Managing your Amazon Redshift performance: How Plaid uses Periscope Data
blog.plaid.comLars here, the guy who gets the honorable mention at the end of the post "for brainstorming Redshift performance" with Austin (the author of the post) :-)
If you care to dig a little deeper into the things we discussed, we've written them up in a longer blog post:
https://www.intermix.io/blog/top-14-performance-tuning-techn...
Great post. Check out dbt (https://www.getdbt.com/) for materializing your views, lots of great features and a great community.

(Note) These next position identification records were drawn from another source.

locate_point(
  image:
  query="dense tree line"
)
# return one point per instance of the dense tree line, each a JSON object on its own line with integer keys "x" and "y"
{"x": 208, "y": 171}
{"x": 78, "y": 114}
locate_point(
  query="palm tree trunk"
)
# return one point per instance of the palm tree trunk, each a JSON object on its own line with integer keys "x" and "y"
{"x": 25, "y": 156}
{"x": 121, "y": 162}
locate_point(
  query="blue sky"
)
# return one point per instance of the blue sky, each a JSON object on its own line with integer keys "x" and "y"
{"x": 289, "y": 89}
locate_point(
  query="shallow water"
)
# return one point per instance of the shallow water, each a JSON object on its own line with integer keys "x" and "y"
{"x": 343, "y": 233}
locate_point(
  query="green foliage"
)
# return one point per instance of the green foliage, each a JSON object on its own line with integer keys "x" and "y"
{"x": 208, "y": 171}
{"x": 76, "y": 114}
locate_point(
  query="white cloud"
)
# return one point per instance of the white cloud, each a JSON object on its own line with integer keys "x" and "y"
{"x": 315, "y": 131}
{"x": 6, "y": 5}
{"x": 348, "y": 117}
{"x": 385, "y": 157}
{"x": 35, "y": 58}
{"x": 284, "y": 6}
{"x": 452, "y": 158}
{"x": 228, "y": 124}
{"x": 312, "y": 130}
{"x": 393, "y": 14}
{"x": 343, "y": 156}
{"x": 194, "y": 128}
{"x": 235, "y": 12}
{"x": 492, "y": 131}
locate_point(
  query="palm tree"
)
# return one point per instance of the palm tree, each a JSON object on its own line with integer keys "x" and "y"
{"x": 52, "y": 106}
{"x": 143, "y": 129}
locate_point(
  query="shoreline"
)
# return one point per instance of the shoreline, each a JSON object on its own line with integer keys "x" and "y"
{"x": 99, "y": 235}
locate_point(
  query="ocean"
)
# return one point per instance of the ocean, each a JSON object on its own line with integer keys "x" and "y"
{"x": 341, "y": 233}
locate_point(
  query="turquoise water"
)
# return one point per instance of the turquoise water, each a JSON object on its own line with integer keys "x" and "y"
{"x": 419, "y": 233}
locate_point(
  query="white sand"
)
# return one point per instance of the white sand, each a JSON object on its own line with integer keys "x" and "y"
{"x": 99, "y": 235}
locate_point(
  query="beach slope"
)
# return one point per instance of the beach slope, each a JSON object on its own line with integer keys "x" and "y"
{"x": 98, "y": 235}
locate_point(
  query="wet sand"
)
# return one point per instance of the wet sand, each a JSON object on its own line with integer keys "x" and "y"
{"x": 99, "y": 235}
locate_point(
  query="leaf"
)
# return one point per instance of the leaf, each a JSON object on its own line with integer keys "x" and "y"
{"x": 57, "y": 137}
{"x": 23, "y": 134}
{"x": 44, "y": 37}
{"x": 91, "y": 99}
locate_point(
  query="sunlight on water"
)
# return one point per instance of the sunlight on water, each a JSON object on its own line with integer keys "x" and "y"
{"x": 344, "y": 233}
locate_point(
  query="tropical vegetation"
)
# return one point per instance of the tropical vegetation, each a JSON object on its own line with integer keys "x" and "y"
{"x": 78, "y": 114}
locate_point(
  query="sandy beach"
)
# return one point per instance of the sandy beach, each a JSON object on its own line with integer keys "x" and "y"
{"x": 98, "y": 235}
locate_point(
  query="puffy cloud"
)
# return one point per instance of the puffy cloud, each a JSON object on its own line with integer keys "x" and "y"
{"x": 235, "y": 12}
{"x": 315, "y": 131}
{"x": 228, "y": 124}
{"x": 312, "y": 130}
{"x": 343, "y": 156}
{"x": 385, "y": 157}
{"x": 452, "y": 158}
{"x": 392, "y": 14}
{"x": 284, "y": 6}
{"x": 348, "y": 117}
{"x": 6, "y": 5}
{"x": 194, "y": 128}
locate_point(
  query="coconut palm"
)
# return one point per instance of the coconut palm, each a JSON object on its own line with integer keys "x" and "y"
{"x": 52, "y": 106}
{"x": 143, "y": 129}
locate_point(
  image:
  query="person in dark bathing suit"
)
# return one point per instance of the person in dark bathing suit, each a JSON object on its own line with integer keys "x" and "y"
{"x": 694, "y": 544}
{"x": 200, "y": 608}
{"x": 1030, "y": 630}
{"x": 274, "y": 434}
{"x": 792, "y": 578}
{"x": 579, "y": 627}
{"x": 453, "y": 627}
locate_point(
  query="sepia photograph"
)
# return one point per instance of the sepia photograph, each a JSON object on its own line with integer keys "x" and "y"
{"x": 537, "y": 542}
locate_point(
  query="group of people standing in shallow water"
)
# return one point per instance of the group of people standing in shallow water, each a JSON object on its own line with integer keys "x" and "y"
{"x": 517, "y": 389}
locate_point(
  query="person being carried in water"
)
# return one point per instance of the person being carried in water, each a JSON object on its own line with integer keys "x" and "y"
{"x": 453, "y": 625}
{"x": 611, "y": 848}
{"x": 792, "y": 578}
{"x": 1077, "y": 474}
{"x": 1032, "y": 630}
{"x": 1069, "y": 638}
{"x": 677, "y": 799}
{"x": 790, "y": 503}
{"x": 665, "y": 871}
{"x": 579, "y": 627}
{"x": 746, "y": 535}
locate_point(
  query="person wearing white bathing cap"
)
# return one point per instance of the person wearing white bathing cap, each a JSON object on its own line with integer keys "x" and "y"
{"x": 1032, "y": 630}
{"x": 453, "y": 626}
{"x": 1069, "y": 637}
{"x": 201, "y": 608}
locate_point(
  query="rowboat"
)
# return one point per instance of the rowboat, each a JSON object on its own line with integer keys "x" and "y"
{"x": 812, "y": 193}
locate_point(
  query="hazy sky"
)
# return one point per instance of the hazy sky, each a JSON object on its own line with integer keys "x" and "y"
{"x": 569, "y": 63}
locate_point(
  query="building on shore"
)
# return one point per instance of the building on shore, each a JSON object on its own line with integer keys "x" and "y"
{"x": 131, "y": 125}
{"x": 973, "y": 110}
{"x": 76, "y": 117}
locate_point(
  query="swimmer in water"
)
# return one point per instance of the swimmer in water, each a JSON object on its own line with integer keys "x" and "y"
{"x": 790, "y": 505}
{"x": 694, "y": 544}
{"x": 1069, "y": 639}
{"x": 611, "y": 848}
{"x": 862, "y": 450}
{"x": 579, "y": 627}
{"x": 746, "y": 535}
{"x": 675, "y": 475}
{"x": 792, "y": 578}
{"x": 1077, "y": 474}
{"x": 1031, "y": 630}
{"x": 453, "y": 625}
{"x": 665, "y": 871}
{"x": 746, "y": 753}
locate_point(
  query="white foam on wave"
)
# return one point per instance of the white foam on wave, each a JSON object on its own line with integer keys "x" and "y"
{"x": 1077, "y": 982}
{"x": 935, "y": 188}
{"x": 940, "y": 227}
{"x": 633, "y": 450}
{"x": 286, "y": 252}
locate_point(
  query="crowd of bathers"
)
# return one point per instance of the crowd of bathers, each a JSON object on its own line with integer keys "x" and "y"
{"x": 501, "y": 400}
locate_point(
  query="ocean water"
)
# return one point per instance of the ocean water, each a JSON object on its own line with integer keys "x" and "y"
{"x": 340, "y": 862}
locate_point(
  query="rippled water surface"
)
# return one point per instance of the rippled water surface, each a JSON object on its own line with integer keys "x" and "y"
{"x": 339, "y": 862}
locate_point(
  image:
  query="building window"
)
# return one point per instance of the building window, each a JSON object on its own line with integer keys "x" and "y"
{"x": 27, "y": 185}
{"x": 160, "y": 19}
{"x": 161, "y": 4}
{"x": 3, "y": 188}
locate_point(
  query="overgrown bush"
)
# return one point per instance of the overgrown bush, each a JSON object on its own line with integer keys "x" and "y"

I just wish Plaid would change the color for TD Canada Trust in Canada to the color that resembles the logo.
TD Logo: https://i.gyazo.com/aa0d5f97954bd497b2f8b3a515752b34.png
Plaids iframe for TD: https://i.gyazo.com/41fd14755c25d83642359a054f9525d6.png
Users have complained about the mismatch, iv tried contacting plaid but it hasn't gone anywhere.
Query structures have a huge impact on performance, this problem can be managed by scheduling SQL based ETL for your data warehouse. We abstracted this into a simple feature on Holistics, you can take a look at how the guys at Rezdy use it https://medium.com/rezdy-engineering/an-introduction-to-data... Data Transforms SQL scheduler: https://www.holistics.io/features/data-transforms/
I would be interested to know what their monthly Redshift bill is. The work they’ve done is really impressive, I’m just wondering if the cost savings justify all the time they’ve invested. Sometimes the right answer in these situations is just to throw more CPUs at the problem.
The problems they solved here are vanilla optimization for Redshift. Adding sort/dist keys on tables and pre-aggregating immutable data is stuff you’re going to have to do at some point, throwing more CPU at it can only help so much.
I'd like to know the actual footprint of their data. They mention some of their tables have "infinite rows", yet from their screenshots, the largest query is on"link_web_production.exit_link", scanning 3.9 mio rows.
Or Snowflake
Yep, we had similar Redshift issues and ended up switching to Snowflake.